BioPharm International


Early process schemes


Figure 1. Ion exchange purification schemes for human monoclonal antibody production processes
For several HuMAbs, with expression levels as high as 500 mg/L, a cation capture step with 15 to 20 mg/mL capacity was developed, and then the process was scaled up successfully 10,000 fold with step recovery of 85 to 95%. These early process schemes consisted of three columns and an in-process tangential flow filtration (TFF) step. As HuMAb expression levels approached 4 g/L, we needed to integrate our upstream and downstream platform technology development to reduce the constraints posed by existing purification schemes. The next generation process was a result of a carefully crafted cation capture step with a high binding resin (40 to 100 mg/mL resin) and well-designed orthogonal polishing step(s). This setup was comparable to the affinity processes both in terms of yield and purity (Figure 1).

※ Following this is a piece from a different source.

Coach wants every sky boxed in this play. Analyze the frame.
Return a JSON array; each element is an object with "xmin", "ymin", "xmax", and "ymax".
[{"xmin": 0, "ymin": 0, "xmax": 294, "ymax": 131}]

Table 1. Product purity and step yield for the cation exchange capture step
Product quality and step yield with cation capture–based purification schemes for various HuMAbs are presented in Table 1. Process conditions were optimized for various process schemes with different HuMAbs. In the interest of brevity, we do not list details of resin type, column size, or other aspects. Cation capture resulted in >97% purity and 82% recovery for various HuMAbs.

Eliminating the In-Process Diafiltration Step

Although column chromatography accounts for the lion's share of costs in a purification process, intermediate diafiltration step(s) add substantial costs and time. In certain cases, optimizing process conditions on the columns before and after the in-process tangential flow filtration (TFF) step can be accomplished by selecting appropriate buffer species that are compatible with both columns. Dual buffer systems can be developed for a transition between ion exchange columns, and doing so may eliminate a TFF step. We have found that membrane chromatography is a viable alternative for processing large volumes if dilution is necessary to decrease conductivity of the load to a polishing step.

Updating the Polishing Steps

In addition to modifying the capture step, we took a multi-pronged approach to modifying the other chromatography steps with the goal of improving process time, economics, and validation. Innovative approaches for reducing or substituting existing polishing steps of generic purification processes are attempted by using state-of-the-art technologies, including disposable chromatography. Smooth transition of chromatography steps without prior conditioning of column feeds by a diafiltration step was accomplished by modifying buffer conditions, which made simple dilution possible. Under these conditions, flow-through membrane chromatography was handy because of its high flow rates.


Table 2. Performance comparison of anion exchange (AEX) chromatography showing that Q column and Q membrane chromatography are approximately equal
These membranes not only offered fast processing time but also retained a contaminant clearance capability equivalent to column chromatography. Table 2 shows the comparison between Q resin and Q membrane chromatography. Each antibody has optimized process conditions. We show that the resin- and membrane-based methods are comparable in the performance of recovery and that Q membrane chromatography is a good substitute for resin chromatography with the same ligand, and can enable faster processing and easier validation.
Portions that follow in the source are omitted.